Is a Federal Online Poker Bill in the Cards in 2014?

adelsonNot too long ago myself and the rest of the poker pundits were busy writing off the chances of a federal online poker bill, and with the launch of online gambling in New Jersey all eyes were turned toward efforts at the state level. But recent developments have reignited the possibility for a federal online poker bill, and here is why.

Step by Step and State by State

The current model in the US iGaming industry is for individual states to create their own laws and regulations, setup their own online gambling industry within their borders and accessible only to people located in the state, and potentially partner up for interstate online gambling down the road.

Sure, it’s working (see: Nevada, Delaware, and New Jersey) but the process has been slow, cumbersome, and not without its issues. Furthermore, as more and more states enter the fray it could turn into a logistical nightmare for online gambling providers who could find themselves applying for perhaps dozens of different licenses, operating under varied regulations, and having to set up shop inside multiple states’ borders.

The state by state approach has definitely gotten the ball rolling, but it seems an impractical way to create a thriving online gambling industry. Still, the general consensus is that a federal online poker bill is somewhere between extremely unlikely and DOA, so the state by state approach is all we have right now… Or is it?

Could we really see a Federal online gambling bill in 2014?

Monday’s announcement by the American Gaming Association (AGA) that they have hired the Messina Group (led by President Obama’s 2012 campaign manager Jim Messina) to lead a grassroots campaign, as well as appointing several people to new, prominent positions within the AGA could be interpreted as the AGA and its backers preparing for a serious push for federal online gambling.

Add to this a Forbes article by Nathan Vardi that describes an impending battle between Sheldon Adelson and three other men of power, George Soros, John Paulson, and Leon Cooperman over online gambling, and it would seem that something is definitely afoot. According to the Forbes article, Soros, Paulson, and Cooperman are all shareholders in Caesars Acquisition Company, what Vardi calls a spinoff of Caesars Entertainment and one that owns a share in Caesars online gambling products.

There is also the trend where we have seen many states pull back on the reins when it comes to online gambling legislation.

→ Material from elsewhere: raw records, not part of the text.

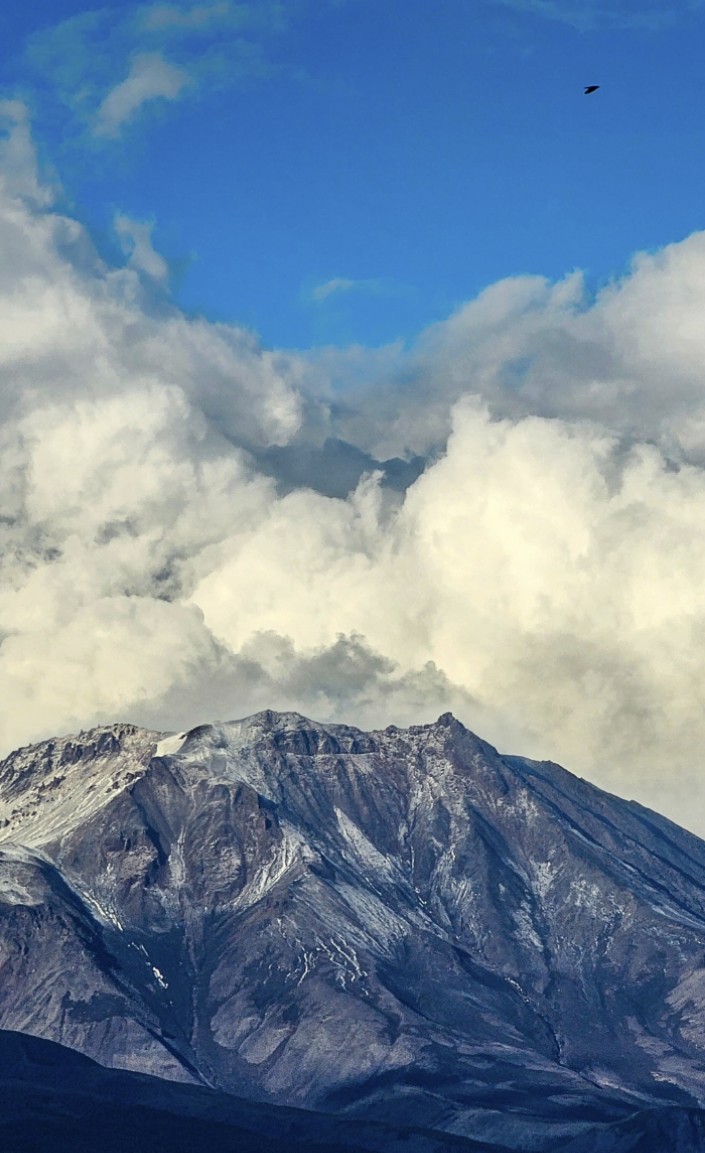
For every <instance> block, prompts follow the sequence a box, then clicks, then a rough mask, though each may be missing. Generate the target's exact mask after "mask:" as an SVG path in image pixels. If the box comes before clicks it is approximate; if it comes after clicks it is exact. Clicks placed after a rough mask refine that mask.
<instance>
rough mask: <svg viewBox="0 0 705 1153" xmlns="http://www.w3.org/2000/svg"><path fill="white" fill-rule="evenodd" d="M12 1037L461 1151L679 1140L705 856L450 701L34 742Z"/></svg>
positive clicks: (19, 858)
mask: <svg viewBox="0 0 705 1153" xmlns="http://www.w3.org/2000/svg"><path fill="white" fill-rule="evenodd" d="M0 1027H2V1028H5V1030H14V1031H20V1032H22V1033H27V1034H33V1035H35V1037H39V1038H45V1039H47V1040H51V1041H54V1042H60V1043H61V1045H63V1046H67V1047H69V1048H72V1049H74V1050H77V1052H78V1053H82V1054H85V1055H87V1056H89V1057H92V1058H95V1060H96V1061H98V1062H100V1063H102V1064H104V1065H110V1067H113V1068H114V1069H122V1070H134V1071H137V1072H142V1073H150V1075H153V1076H157V1077H159V1078H163V1079H168V1080H171V1082H181V1083H182V1084H181V1086H180V1087H179V1088H180V1091H181V1092H187V1091H188V1092H192V1091H194V1088H195V1086H201V1088H200V1092H201V1091H203V1087H209V1088H210V1090H213V1091H217V1092H218V1093H219V1094H220V1095H223V1094H235V1095H238V1097H240V1098H246V1099H248V1100H249V1101H250V1102H262V1103H271V1105H277V1106H288V1107H297V1108H298V1109H305V1110H310V1111H312V1113H316V1114H335V1115H336V1117H337V1118H344V1120H346V1121H347V1122H350V1124H351V1126H352V1125H353V1124H354V1125H357V1124H359V1123H360V1122H361V1121H363V1122H366V1123H374V1124H381V1125H387V1126H397V1128H398V1126H412V1128H414V1129H415V1130H423V1131H426V1132H428V1131H433V1132H434V1133H436V1135H437V1136H436V1138H435V1139H437V1140H441V1139H448V1137H447V1138H443V1135H448V1136H455V1137H457V1138H463V1139H464V1140H463V1141H462V1145H463V1147H471V1148H472V1147H474V1148H478V1150H479V1148H481V1150H492V1151H497V1153H498V1151H501V1150H511V1151H518V1150H523V1151H527V1153H528V1151H537V1153H539V1151H540V1153H549V1151H553V1150H558V1148H561V1150H570V1148H573V1147H575V1150H576V1151H583V1150H591V1151H592V1150H595V1151H598V1150H600V1153H601V1150H602V1148H605V1150H606V1151H607V1150H614V1151H615V1153H622V1151H624V1153H627V1151H631V1150H632V1148H633V1150H635V1151H636V1150H647V1148H651V1147H652V1146H650V1145H648V1144H644V1141H646V1143H648V1141H650V1140H652V1139H653V1140H657V1138H658V1139H659V1140H661V1137H659V1136H658V1135H659V1133H660V1132H662V1131H663V1132H668V1131H673V1132H674V1133H677V1135H680V1136H678V1144H677V1146H675V1147H677V1148H678V1150H680V1151H683V1153H685V1151H688V1150H689V1148H690V1147H692V1150H696V1148H703V1144H704V1143H703V1139H702V1132H703V1129H702V1114H700V1109H702V1108H705V844H704V843H703V842H702V841H699V839H698V838H697V837H693V836H692V835H690V834H688V832H685V831H684V830H682V829H680V828H677V827H676V826H674V824H673V823H670V822H669V821H667V820H666V819H663V817H660V816H658V815H657V814H654V813H651V812H648V811H647V809H645V808H643V807H642V806H639V805H636V804H633V802H630V801H624V800H620V799H618V798H615V797H612V796H609V794H608V793H605V792H602V791H601V790H599V789H597V787H594V786H593V785H590V784H587V783H586V782H584V781H580V779H579V778H576V777H573V776H571V775H570V774H569V773H567V771H565V770H564V769H562V768H560V767H558V766H556V764H552V763H547V762H541V763H538V762H532V761H528V760H525V759H522V758H516V756H501V755H500V754H498V753H497V752H496V749H494V748H493V747H492V746H489V745H487V744H486V743H485V741H482V740H480V739H479V738H478V737H475V736H474V734H473V733H471V732H468V731H467V730H466V729H465V728H464V726H463V725H462V724H459V723H458V722H457V721H456V719H455V718H453V717H452V716H451V715H450V714H447V715H444V716H442V717H440V718H438V721H437V722H436V723H435V724H433V725H419V726H412V728H410V729H407V730H399V729H396V728H393V726H392V728H389V729H385V730H383V731H377V732H372V733H365V732H361V731H360V730H358V729H354V728H350V726H345V725H321V724H316V723H314V722H312V721H308V719H307V718H305V717H301V716H299V715H297V714H276V713H271V711H265V713H261V714H257V715H255V716H253V717H248V718H246V719H243V721H238V722H232V723H228V724H219V725H203V726H200V728H197V729H195V730H192V731H190V732H188V733H179V734H177V736H173V734H165V733H156V732H147V731H144V730H141V729H137V728H135V726H133V725H127V724H123V725H112V726H107V728H102V729H96V730H92V731H90V732H88V733H81V734H80V736H77V737H72V738H62V739H57V740H51V741H45V743H42V744H39V745H35V746H31V747H28V748H23V749H20V751H17V752H15V753H13V754H12V755H10V756H8V758H7V759H6V760H5V761H3V762H2V763H0ZM189 1087H190V1088H189ZM172 1092H175V1088H173V1086H172ZM689 1126H690V1128H689ZM698 1126H700V1129H699V1131H700V1137H699V1138H698V1136H697V1135H698ZM690 1131H691V1132H692V1135H695V1136H692V1137H688V1132H690ZM351 1132H352V1128H351ZM385 1132H387V1135H388V1138H389V1132H390V1131H389V1130H385ZM654 1133H655V1135H657V1136H655V1137H654V1136H653V1135H654ZM427 1139H428V1138H427V1137H426V1138H422V1137H421V1136H420V1135H419V1133H417V1135H415V1136H414V1137H413V1139H412V1138H411V1137H408V1139H407V1144H406V1147H407V1148H408V1150H410V1153H415V1150H417V1145H414V1141H417V1143H421V1141H422V1140H427ZM698 1140H699V1141H700V1144H697V1141H698ZM410 1141H411V1144H410ZM580 1141H583V1145H580V1144H579V1143H580ZM586 1141H587V1143H588V1144H585V1143H586ZM591 1141H592V1144H590V1143H591ZM598 1141H599V1143H601V1144H595V1143H598ZM610 1141H612V1144H605V1143H610ZM629 1141H631V1143H632V1144H631V1145H630V1144H629ZM635 1141H642V1145H638V1144H633V1143H635ZM688 1141H691V1145H690V1146H689V1145H688ZM468 1143H470V1145H468ZM472 1143H474V1146H473V1144H472ZM571 1143H572V1144H571ZM576 1143H578V1144H576ZM615 1143H616V1144H615ZM618 1143H621V1144H618ZM692 1143H696V1144H692ZM267 1147H270V1146H267ZM366 1147H373V1146H370V1145H367V1146H366ZM382 1147H383V1148H385V1147H389V1148H391V1145H389V1144H388V1145H384V1144H383V1145H382ZM418 1147H419V1150H420V1147H421V1145H420V1144H419V1145H418ZM653 1147H654V1148H661V1147H662V1146H659V1145H654V1146H653Z"/></svg>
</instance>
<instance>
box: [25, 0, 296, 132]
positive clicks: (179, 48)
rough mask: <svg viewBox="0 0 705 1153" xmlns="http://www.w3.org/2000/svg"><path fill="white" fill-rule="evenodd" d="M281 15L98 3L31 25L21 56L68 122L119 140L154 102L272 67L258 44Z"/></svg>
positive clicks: (262, 73) (208, 6)
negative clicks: (64, 109)
mask: <svg viewBox="0 0 705 1153" xmlns="http://www.w3.org/2000/svg"><path fill="white" fill-rule="evenodd" d="M288 20H290V14H288V13H287V10H286V9H285V8H284V7H283V6H282V5H279V3H276V2H263V3H261V5H260V3H230V2H226V0H220V2H213V3H201V5H195V6H188V5H186V6H185V5H175V3H157V5H142V6H135V5H126V6H125V7H122V8H102V9H98V10H96V12H90V13H83V14H81V15H80V16H74V17H70V18H69V20H66V21H62V22H60V23H59V24H57V25H54V27H53V28H50V29H44V30H43V31H42V32H38V33H35V35H33V36H32V37H31V38H30V40H29V45H28V61H29V63H30V65H31V67H32V69H33V73H35V76H36V77H37V93H38V95H42V93H44V96H45V97H46V98H48V99H50V100H52V101H55V100H57V99H59V100H60V101H61V103H62V104H63V105H65V106H66V107H67V108H68V110H70V113H72V114H73V116H74V118H75V127H80V128H81V129H82V131H85V130H87V129H88V133H89V135H93V136H95V137H97V138H98V140H103V141H108V140H118V138H120V137H121V136H122V135H123V134H125V130H126V129H127V128H128V127H129V126H133V125H135V123H137V122H138V121H140V120H141V119H142V113H144V112H145V111H147V110H149V108H150V107H152V106H155V105H156V104H158V103H160V104H165V103H166V104H168V103H174V101H177V100H180V99H183V98H185V97H186V96H187V95H188V96H192V97H195V96H197V95H200V93H203V92H205V91H208V90H210V89H213V88H223V86H227V85H228V84H235V83H239V82H243V81H249V80H253V78H256V80H265V78H268V77H270V76H272V75H277V74H278V73H279V71H280V68H279V66H278V65H276V63H275V62H273V61H272V60H271V59H270V58H269V55H268V47H267V46H268V44H269V40H270V38H271V37H272V36H273V35H275V33H277V32H280V31H282V30H283V29H285V28H286V27H287V23H288Z"/></svg>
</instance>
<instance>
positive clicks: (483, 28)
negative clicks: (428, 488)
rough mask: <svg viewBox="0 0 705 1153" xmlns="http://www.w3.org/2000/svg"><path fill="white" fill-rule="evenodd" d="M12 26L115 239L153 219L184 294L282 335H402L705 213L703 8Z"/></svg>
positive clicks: (160, 10) (449, 11) (547, 3)
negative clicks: (117, 226)
mask: <svg viewBox="0 0 705 1153" xmlns="http://www.w3.org/2000/svg"><path fill="white" fill-rule="evenodd" d="M0 36H1V42H2V56H3V59H2V69H3V76H5V91H6V95H7V96H10V97H17V96H20V97H22V98H23V99H24V100H25V101H27V103H28V106H29V107H30V110H31V114H32V126H33V133H35V137H36V140H37V142H38V145H39V150H40V155H42V157H43V159H44V161H45V164H47V165H52V166H53V167H54V169H55V173H57V174H58V176H59V179H60V181H61V183H62V187H63V193H65V195H66V197H67V202H68V203H69V204H70V206H72V210H73V211H74V212H75V214H77V216H78V218H80V219H82V220H83V221H84V223H87V224H88V225H89V226H90V228H91V231H92V233H93V236H95V238H96V241H97V243H98V246H99V248H100V249H102V250H103V251H105V253H106V254H108V255H112V257H113V258H115V259H117V258H118V251H119V249H118V244H117V238H115V235H114V231H113V221H114V218H115V214H117V213H122V214H125V216H127V217H128V218H130V219H136V220H138V221H142V223H149V224H151V225H152V229H153V231H152V238H153V243H155V246H156V248H157V249H158V250H159V251H160V253H162V254H163V255H164V256H165V257H166V258H167V261H168V264H170V269H171V291H172V292H173V294H174V297H175V300H177V301H178V302H179V303H180V304H181V306H182V307H185V308H186V309H189V310H196V311H202V312H204V314H205V315H208V316H209V317H211V318H216V317H219V318H223V319H227V321H231V322H238V323H242V324H245V325H248V326H250V327H253V329H254V330H256V331H257V332H258V333H260V336H261V338H262V340H263V341H264V342H265V344H267V345H270V346H286V347H300V348H305V347H309V346H312V345H322V344H338V345H345V344H350V342H361V344H363V345H380V344H384V342H388V341H392V340H397V339H404V340H410V339H412V338H413V337H414V336H415V334H417V333H418V332H419V331H420V330H421V329H423V327H425V326H426V325H428V324H429V323H432V322H434V321H440V319H442V318H443V317H445V316H447V315H449V312H450V311H452V309H453V308H456V307H457V306H458V304H460V303H462V302H463V301H465V300H468V299H471V297H472V296H474V295H475V294H477V293H478V292H479V291H480V289H481V288H483V287H486V286H487V285H489V284H492V282H494V281H495V280H497V279H500V278H502V277H507V276H512V274H523V273H540V274H543V276H547V277H549V278H557V277H560V276H562V274H563V273H565V272H568V271H570V270H571V269H575V267H580V269H584V270H585V271H586V274H587V278H588V284H590V285H592V286H593V287H598V286H599V285H601V284H603V282H605V281H606V280H609V279H610V278H612V277H614V276H617V274H620V273H622V272H623V270H624V269H625V267H627V265H628V262H629V259H630V257H631V256H632V254H633V253H635V251H636V250H639V249H653V248H657V247H659V246H661V244H663V243H667V242H669V241H674V240H678V239H682V238H684V236H685V235H688V234H689V233H690V232H692V231H693V229H696V228H699V227H700V226H702V225H703V199H702V188H703V175H704V172H703V168H704V161H703V156H704V151H703V142H702V135H703V129H702V125H703V123H704V122H705V107H704V105H705V86H704V85H703V83H702V60H703V48H704V46H705V7H700V6H699V5H692V3H691V5H687V3H684V2H681V3H677V2H673V3H670V2H665V0H663V2H659V0H651V2H650V0H643V2H642V0H622V2H616V0H615V2H612V3H593V2H592V0H582V2H580V3H577V2H573V0H555V2H552V0H485V2H481V0H384V2H381V0H339V2H335V0H290V2H284V3H280V5H277V3H272V2H270V0H254V2H250V3H240V5H238V3H233V2H230V0H222V2H220V0H212V2H210V0H204V2H202V3H195V5H194V3H152V5H128V3H122V5H120V6H118V7H114V8H111V7H110V6H105V7H102V8H91V7H89V6H87V5H84V3H76V2H66V0H63V2H55V0H52V2H37V0H29V2H27V3H23V5H8V6H5V9H3V13H2V17H1V24H0ZM587 83H599V84H600V85H601V88H600V90H599V91H598V92H597V93H594V95H593V96H591V97H585V96H584V95H583V85H584V84H587ZM111 93H112V95H111Z"/></svg>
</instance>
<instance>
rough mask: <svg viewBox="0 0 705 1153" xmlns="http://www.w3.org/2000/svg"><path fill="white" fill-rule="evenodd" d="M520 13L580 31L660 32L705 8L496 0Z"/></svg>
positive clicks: (587, 1)
mask: <svg viewBox="0 0 705 1153" xmlns="http://www.w3.org/2000/svg"><path fill="white" fill-rule="evenodd" d="M494 2H495V3H500V5H503V6H504V7H507V8H513V9H515V10H516V12H524V13H528V14H531V15H535V16H541V17H545V18H547V20H554V21H558V22H560V23H562V24H570V25H572V27H573V28H577V29H578V30H580V31H592V30H594V29H599V28H633V29H636V28H644V29H651V30H652V31H658V30H659V29H660V28H663V27H666V25H668V24H670V23H674V22H675V21H677V20H680V18H682V17H683V16H687V15H688V13H690V12H693V10H695V9H696V8H699V7H700V6H702V0H620V2H618V3H610V2H605V0H494Z"/></svg>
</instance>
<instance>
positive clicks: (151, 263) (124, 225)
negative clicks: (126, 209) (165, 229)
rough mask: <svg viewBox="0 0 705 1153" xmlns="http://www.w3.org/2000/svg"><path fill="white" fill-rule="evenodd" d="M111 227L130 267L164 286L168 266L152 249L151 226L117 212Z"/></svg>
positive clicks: (161, 257)
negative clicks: (154, 280) (125, 257)
mask: <svg viewBox="0 0 705 1153" xmlns="http://www.w3.org/2000/svg"><path fill="white" fill-rule="evenodd" d="M113 227H114V229H115V235H117V236H118V239H119V241H120V243H121V246H122V250H123V253H125V254H126V256H127V257H128V264H129V265H130V267H133V269H136V270H137V271H138V272H142V273H144V276H147V277H149V278H150V279H151V280H155V281H157V282H158V284H166V282H167V281H168V264H167V263H166V261H165V259H164V257H163V256H162V255H160V254H159V253H157V251H156V250H155V248H153V247H152V241H151V234H152V225H151V224H145V223H144V221H140V220H133V219H132V218H130V217H127V216H125V213H123V212H118V213H117V216H115V219H114V224H113Z"/></svg>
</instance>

Looking at these items singularly doesn’t seem like a very big deal, but stepping back and looking at all of the machinations going on in the US iGaming market you start to see the entire chess board and not just the individual pieces– Is a serious push at the federal level in the works?

One possibility that has come to mind is that an online poker bill could be introduced during the upcoming lame duck congress that will be upon us after the mid-term elections this November –where many prominent representatives and senators will be casting their final votes before sailing off into the legislative sunset.

In my opinion this would be the perfect time for a vote on online gambling. Without the threat of being primaried or losing their seat over a controversial vote (and anything to do with gambling is the definition of a controversial vote in DC) outgoing congressmen, congresswomen, and senators will be free to do as they please, without worrying about getting a bad grade from Focus on the Family or Freedom Works.

If the chips fall the right way, we could very well see some version of the Barton Bill, or even something far more comprehensive if it comes out of the Senate first.

The times they are a changing…

You might be thinking I’m getting ahead of myself, or reading too far between the lines; that my rambling possibilities are little more than wishful thinking, but stranger things have happened, and they tend to happen very quickly when it comes to online gambling.

Take for example, the DOJ’s reinterpretation of the Wire Act, or New Jersey’s nine-month start to finish launch of online gambling.

Or, consider that just a few months ago the poker world was responding to Sheldon Adelson’s attacks on online poker by circling the wagons, grabbing torches and pitchforks, hopping on social media to express outrage, and writing critical editorials defending everything that is good and wholesome about the game of poker. But just a couple months and one face-plant before Congress later, similar attacks on online gambling are not being met with scathing, defensive editorials and calls to arms, but with laughter and ridicule.

While nothing is impossible, and Sheldon Adelson certainly has the money to make the impossible possible, the online gambling train has already left the station, and the question isn’t whether it can be stopped, the question is; how will the US iGaming industry pan out in the coming years. If the mega-corporations now controlling the industry (and publicly joining the fight) have their druthers I would suspect they would unanimously vote for federal legislation over the current state by state plan.